The move to increase troop security comes in part as a response to exercise-logging company Strava publishing a map compiling its users' activity.
Combatant commanders may authorize the use of geolocation capabilities on non-government devices, applications, and services in operational areas after conducting a "threat-based comprehensive Operations Security (OPSEC) survey", according to the memo.
After taking their time, higher-ups at the Pentagon decided that the Global Positioning System functionality on mobile devices is a security risk and information from them can be used by enemies of the United States, even if app developers don't voluntarily share it with the world. The map showed bright spots of activity in places such as Syria and Somalia, where there were otherwise few users of fitness trackers.
Deployed personnel are in "operational areas", and commanders will make a determination on other areas where this policy may apply.
Pentagon spokesperson Col. Rob Manning told reporters on Monday that the new policy ensures "we're not giving the enemy an unfair advantage", while at the same time "keeping pace with technology".

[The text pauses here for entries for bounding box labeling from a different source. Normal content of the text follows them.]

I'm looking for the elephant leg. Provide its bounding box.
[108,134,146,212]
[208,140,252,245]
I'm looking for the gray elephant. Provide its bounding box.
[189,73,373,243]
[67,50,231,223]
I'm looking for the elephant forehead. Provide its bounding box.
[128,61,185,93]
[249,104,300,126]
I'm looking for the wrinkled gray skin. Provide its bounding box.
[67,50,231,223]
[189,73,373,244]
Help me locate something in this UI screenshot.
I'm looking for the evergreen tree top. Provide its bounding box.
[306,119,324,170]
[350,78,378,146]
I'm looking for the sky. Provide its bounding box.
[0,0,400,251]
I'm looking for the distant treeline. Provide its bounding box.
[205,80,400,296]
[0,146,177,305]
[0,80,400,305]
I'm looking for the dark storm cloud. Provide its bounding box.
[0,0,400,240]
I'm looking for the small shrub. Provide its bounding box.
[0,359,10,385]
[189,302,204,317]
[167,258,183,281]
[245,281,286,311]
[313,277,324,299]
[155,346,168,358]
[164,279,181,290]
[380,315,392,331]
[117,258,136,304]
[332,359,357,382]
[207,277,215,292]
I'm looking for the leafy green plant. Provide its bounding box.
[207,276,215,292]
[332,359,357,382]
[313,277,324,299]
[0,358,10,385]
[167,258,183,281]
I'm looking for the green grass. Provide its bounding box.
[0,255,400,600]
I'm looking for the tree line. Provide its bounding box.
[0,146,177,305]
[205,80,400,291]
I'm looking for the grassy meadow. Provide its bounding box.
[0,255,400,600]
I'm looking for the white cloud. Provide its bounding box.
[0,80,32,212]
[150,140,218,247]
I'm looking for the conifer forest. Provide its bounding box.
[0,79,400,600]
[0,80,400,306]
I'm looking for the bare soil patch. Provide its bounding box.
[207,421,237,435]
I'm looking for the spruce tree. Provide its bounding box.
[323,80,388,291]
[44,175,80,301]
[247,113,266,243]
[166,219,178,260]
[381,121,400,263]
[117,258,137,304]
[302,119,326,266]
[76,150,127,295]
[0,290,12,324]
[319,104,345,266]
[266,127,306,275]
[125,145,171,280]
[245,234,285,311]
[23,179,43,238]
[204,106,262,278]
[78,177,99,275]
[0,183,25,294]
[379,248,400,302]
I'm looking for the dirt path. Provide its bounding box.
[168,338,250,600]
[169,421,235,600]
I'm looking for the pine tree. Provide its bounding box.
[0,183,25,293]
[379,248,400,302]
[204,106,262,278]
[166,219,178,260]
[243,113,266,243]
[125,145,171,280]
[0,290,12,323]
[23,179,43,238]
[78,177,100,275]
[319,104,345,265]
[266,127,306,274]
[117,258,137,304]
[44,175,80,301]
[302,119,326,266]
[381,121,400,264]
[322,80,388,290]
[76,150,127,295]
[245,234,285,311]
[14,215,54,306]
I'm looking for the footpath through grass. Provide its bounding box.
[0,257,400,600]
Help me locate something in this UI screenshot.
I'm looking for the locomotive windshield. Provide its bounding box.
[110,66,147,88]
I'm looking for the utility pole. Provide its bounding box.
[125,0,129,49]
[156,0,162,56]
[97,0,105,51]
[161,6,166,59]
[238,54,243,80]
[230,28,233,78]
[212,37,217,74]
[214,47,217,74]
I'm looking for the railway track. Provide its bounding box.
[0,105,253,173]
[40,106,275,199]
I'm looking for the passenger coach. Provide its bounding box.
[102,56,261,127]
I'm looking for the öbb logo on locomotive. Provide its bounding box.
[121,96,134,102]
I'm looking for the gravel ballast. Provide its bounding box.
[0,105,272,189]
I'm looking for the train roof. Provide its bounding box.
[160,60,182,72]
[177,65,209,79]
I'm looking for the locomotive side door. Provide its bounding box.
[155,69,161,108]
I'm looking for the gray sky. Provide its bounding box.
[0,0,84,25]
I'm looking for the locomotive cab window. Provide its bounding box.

Manning said the department will continue to study the risk associated with these devices and change the policy as needed. It includes physical fitness aids, applications in phones that track locations, and other devices and apps that pinpoint and track the location of individuals.
The Pentagon immediately launched a review. But it also stopped short of banning the devices, and instead made clear that cellphones can still be used in common areas and other offices in the Pentagon if classified information is not present.
Military officials are set to create risk management guidelines and new training for those devices within 30 days, the report said.